Indian Central Board of Taxation Seeks to Reduce Tax Litigation

Posted on by

By Dezan Shira & Associates
Editor: Tracie Frost

India’s Central Board of Direct Taxes (CBDT) has issued a circular that changes the monetary limits under which the government can file for an appeal in cases before the appellate tribunal and the High Court.  The stated objective of the change is to reduce tax litigation.

In October 2014, the CBDT set monetary limits for the filing of appeals in income-tax matters.  The limits define when the government can appeal a decision that was decided in the taxpayer’s favor.  Previously, the government was not allowed to appeal cases wherein the tax effect did not exceed 400,000 rupees in the appellate tribunal, 1 million rupees in the High Courts, and 25 million rupees in the Supreme Court.

Related Link Icon-IBRELATED: India’s Withholding Tax for Non-residents

The new limits will preclude the government from appealing cases in which ax effects do not exceed 1 million rupees in the appellate tribunal, 2 million rupees in the High Courts, and 25 million rupees in the Supreme Court.  The revised limits have also been made applicable retrospectively to pending appeals.  Moreover, the circular specifically states that the government should not file appeals merely because the tax effect in a case exceeds the monetary limits, but that appeals should only be filed on the merits of the case.
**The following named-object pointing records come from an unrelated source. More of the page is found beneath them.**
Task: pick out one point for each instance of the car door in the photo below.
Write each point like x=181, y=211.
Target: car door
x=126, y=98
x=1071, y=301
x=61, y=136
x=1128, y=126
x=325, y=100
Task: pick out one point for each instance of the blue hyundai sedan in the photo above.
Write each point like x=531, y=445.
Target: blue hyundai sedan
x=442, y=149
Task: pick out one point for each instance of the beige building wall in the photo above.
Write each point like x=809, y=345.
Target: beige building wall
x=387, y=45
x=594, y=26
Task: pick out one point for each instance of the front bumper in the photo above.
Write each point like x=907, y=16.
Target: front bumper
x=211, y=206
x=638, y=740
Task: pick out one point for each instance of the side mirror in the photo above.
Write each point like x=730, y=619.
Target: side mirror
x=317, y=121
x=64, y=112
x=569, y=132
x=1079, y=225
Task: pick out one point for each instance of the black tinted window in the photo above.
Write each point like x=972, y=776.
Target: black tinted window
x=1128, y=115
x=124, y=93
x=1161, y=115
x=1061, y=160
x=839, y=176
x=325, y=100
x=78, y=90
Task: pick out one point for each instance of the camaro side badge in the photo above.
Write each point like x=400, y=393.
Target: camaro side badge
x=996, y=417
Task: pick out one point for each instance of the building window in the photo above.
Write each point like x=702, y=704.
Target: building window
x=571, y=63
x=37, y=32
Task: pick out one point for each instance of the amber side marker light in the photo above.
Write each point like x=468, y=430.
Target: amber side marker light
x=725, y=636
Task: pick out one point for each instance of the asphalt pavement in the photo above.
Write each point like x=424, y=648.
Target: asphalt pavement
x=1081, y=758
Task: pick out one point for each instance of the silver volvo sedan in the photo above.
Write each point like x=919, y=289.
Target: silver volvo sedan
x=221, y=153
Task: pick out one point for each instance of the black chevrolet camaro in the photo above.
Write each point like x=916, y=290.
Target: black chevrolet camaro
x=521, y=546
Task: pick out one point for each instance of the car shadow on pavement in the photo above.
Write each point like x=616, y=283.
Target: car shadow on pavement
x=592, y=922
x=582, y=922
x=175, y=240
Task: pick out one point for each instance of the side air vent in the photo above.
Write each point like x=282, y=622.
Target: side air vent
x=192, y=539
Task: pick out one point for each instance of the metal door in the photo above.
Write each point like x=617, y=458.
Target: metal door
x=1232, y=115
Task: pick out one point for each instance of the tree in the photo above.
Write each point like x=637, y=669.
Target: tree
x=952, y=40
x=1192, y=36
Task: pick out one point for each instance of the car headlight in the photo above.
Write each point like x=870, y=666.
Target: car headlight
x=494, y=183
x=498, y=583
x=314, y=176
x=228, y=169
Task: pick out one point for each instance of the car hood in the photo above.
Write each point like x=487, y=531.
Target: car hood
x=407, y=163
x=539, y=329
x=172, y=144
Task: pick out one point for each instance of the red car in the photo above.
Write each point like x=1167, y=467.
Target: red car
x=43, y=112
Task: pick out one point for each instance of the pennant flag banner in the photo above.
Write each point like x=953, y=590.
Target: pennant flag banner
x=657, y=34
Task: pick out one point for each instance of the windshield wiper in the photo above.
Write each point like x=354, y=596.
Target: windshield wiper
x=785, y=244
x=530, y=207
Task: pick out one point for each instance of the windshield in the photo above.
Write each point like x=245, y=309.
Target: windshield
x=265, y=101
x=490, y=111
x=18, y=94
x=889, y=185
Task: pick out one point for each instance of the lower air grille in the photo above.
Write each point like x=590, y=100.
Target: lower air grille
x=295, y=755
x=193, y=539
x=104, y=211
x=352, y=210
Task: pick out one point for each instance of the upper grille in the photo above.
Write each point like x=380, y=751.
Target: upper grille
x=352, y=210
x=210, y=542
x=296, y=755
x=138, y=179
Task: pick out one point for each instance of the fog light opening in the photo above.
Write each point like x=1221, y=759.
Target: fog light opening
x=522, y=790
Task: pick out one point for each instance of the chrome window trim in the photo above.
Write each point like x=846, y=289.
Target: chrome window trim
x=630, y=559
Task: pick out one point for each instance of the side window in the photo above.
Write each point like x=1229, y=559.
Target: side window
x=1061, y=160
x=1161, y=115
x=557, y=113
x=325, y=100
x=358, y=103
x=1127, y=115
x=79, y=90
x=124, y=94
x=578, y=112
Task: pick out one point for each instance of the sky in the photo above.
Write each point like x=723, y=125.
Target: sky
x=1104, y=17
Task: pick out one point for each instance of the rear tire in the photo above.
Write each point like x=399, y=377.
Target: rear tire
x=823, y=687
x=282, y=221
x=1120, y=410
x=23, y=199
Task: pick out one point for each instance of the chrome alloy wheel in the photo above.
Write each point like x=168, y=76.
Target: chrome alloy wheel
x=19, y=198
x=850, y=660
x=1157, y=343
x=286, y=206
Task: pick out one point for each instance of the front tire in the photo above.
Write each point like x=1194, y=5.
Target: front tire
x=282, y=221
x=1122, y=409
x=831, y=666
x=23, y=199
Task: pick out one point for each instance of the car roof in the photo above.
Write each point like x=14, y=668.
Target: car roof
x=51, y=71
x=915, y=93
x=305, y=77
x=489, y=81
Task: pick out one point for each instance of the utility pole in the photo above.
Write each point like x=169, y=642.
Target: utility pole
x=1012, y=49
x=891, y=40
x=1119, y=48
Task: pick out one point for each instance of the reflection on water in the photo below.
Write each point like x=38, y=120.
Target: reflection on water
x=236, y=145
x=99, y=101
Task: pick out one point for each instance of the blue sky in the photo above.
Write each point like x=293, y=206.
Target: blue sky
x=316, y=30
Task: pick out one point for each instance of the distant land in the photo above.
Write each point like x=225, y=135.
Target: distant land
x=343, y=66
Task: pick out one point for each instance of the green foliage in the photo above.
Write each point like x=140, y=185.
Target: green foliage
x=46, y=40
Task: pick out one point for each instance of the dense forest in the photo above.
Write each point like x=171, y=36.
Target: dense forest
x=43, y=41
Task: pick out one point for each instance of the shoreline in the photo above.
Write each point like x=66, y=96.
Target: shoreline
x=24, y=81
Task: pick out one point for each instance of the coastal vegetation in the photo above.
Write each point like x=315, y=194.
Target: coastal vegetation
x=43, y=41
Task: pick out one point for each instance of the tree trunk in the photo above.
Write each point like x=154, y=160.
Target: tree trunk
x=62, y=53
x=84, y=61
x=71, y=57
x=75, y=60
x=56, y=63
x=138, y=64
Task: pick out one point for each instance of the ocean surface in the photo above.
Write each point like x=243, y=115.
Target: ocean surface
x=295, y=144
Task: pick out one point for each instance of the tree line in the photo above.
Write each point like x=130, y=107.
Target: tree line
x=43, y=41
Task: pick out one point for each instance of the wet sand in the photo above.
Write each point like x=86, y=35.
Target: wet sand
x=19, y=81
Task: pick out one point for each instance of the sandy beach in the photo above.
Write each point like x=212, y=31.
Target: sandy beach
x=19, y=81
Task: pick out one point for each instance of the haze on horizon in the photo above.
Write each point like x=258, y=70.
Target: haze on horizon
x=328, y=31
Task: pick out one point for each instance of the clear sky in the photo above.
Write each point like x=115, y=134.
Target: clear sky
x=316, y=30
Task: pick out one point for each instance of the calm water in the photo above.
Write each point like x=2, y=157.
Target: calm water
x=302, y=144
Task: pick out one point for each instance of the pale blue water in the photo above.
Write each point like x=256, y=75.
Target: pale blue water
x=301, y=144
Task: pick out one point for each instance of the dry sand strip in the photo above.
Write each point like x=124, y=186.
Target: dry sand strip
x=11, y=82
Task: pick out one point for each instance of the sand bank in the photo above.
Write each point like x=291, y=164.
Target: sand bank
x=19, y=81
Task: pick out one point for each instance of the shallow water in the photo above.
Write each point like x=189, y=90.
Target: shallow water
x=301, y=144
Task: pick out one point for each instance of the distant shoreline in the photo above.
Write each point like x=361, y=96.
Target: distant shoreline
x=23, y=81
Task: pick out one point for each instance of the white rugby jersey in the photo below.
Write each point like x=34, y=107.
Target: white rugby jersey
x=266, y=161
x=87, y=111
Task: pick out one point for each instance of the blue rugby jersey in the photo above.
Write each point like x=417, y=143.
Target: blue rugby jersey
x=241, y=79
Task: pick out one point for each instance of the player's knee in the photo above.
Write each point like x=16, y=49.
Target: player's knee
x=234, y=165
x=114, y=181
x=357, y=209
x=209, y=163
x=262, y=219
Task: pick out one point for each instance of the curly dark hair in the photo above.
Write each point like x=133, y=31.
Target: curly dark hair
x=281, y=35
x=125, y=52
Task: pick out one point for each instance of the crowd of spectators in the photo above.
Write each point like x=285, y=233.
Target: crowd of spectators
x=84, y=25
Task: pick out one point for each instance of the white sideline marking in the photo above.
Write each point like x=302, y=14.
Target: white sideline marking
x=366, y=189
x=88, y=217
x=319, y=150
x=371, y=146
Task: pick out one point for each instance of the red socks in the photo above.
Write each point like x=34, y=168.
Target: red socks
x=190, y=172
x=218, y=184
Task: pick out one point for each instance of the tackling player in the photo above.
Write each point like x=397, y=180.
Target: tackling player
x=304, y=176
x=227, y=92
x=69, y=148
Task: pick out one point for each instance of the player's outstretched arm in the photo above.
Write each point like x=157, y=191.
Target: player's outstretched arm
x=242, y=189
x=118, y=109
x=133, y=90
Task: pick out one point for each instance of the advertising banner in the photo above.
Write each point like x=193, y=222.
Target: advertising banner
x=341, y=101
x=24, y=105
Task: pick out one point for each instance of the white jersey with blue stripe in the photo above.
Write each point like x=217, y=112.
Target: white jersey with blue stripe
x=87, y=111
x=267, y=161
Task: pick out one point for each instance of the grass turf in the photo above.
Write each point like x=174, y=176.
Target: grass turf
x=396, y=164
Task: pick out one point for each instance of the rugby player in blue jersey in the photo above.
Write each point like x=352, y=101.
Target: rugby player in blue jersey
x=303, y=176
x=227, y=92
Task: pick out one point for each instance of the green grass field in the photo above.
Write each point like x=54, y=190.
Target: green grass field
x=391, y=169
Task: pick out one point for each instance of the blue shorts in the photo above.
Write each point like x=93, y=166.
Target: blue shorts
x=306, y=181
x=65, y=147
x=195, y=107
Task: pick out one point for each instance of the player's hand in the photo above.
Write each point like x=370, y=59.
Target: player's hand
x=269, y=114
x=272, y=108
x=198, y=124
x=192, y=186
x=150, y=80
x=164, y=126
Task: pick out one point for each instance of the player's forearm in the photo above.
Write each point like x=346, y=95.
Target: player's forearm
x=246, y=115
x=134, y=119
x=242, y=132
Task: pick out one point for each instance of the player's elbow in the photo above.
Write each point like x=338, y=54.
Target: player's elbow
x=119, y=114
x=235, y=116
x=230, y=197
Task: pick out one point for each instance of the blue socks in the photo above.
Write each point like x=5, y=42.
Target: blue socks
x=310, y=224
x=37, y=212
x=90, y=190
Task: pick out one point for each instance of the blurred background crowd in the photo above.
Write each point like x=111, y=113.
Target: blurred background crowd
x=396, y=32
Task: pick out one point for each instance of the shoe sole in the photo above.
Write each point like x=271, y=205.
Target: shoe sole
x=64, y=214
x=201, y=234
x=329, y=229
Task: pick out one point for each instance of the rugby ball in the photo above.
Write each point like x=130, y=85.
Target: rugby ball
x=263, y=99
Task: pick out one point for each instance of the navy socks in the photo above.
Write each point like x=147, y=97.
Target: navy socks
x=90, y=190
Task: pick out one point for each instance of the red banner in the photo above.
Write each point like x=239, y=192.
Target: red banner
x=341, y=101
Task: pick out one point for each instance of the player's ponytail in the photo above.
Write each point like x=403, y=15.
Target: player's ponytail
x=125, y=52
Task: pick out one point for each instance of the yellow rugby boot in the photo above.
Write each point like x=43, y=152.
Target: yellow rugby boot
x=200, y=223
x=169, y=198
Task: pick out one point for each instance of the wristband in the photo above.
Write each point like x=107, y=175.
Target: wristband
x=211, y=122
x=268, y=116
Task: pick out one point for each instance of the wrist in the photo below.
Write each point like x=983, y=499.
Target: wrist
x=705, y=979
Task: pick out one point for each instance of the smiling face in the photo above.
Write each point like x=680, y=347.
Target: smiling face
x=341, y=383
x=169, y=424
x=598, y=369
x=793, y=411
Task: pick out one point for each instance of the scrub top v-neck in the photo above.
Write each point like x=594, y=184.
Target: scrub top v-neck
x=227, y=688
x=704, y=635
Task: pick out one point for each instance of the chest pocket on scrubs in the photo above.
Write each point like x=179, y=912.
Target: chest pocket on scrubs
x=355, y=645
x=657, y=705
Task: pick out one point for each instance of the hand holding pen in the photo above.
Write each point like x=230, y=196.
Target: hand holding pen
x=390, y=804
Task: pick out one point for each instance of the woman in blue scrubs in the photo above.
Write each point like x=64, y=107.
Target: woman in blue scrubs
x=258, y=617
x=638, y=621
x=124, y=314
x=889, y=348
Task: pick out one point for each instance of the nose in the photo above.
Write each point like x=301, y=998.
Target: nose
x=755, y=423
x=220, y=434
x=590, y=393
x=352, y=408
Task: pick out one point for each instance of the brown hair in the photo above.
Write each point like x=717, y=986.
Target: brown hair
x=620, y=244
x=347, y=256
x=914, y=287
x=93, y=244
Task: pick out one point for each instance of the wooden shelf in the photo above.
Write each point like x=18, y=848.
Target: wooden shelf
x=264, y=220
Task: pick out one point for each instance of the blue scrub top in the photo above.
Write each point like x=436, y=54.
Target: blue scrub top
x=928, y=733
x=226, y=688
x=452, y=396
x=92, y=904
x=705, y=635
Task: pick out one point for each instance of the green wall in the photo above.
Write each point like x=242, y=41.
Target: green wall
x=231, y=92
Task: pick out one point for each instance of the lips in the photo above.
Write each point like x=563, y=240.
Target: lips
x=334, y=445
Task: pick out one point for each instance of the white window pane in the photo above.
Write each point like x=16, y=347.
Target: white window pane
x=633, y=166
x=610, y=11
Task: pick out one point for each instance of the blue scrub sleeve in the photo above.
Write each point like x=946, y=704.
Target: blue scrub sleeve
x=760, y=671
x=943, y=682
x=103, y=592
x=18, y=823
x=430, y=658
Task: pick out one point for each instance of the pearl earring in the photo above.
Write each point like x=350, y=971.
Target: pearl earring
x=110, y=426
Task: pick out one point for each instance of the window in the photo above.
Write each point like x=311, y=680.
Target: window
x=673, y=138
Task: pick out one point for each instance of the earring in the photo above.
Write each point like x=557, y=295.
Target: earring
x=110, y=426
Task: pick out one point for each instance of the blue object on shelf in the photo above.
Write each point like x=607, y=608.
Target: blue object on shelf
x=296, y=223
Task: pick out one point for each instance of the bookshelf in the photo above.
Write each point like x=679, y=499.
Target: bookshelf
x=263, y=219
For purposes of determining whether an appeal can be filed, the term “tax effect” means “the difference between the tax on the total income assessed and the tax that would have been chargeable” under the taxpayer’s  method of calculating total income.  “Tax effect” does not include interest unless the chargeability of interest itself is the subject of the dispute.  Further, the tax effect is calculated separately for every assessment year.  The circular does allow composite orders, however, under which an appeal can be filed for all assessment years, even if the tax effect is less than the monetary limits in any single year. 

The CBDT also permits appeals under the following four scenarios even if the tax effect is less than the monetary limits:

  1. Where the constitutional validity of a provision is challenged;
  2. Where the CBDT’s order has been held to be illegal;
  3. Where a revenue audit objection has been accepted by the CBDT; and
  4. Where the addition relates to undisclosed foreign assets or bank accounts.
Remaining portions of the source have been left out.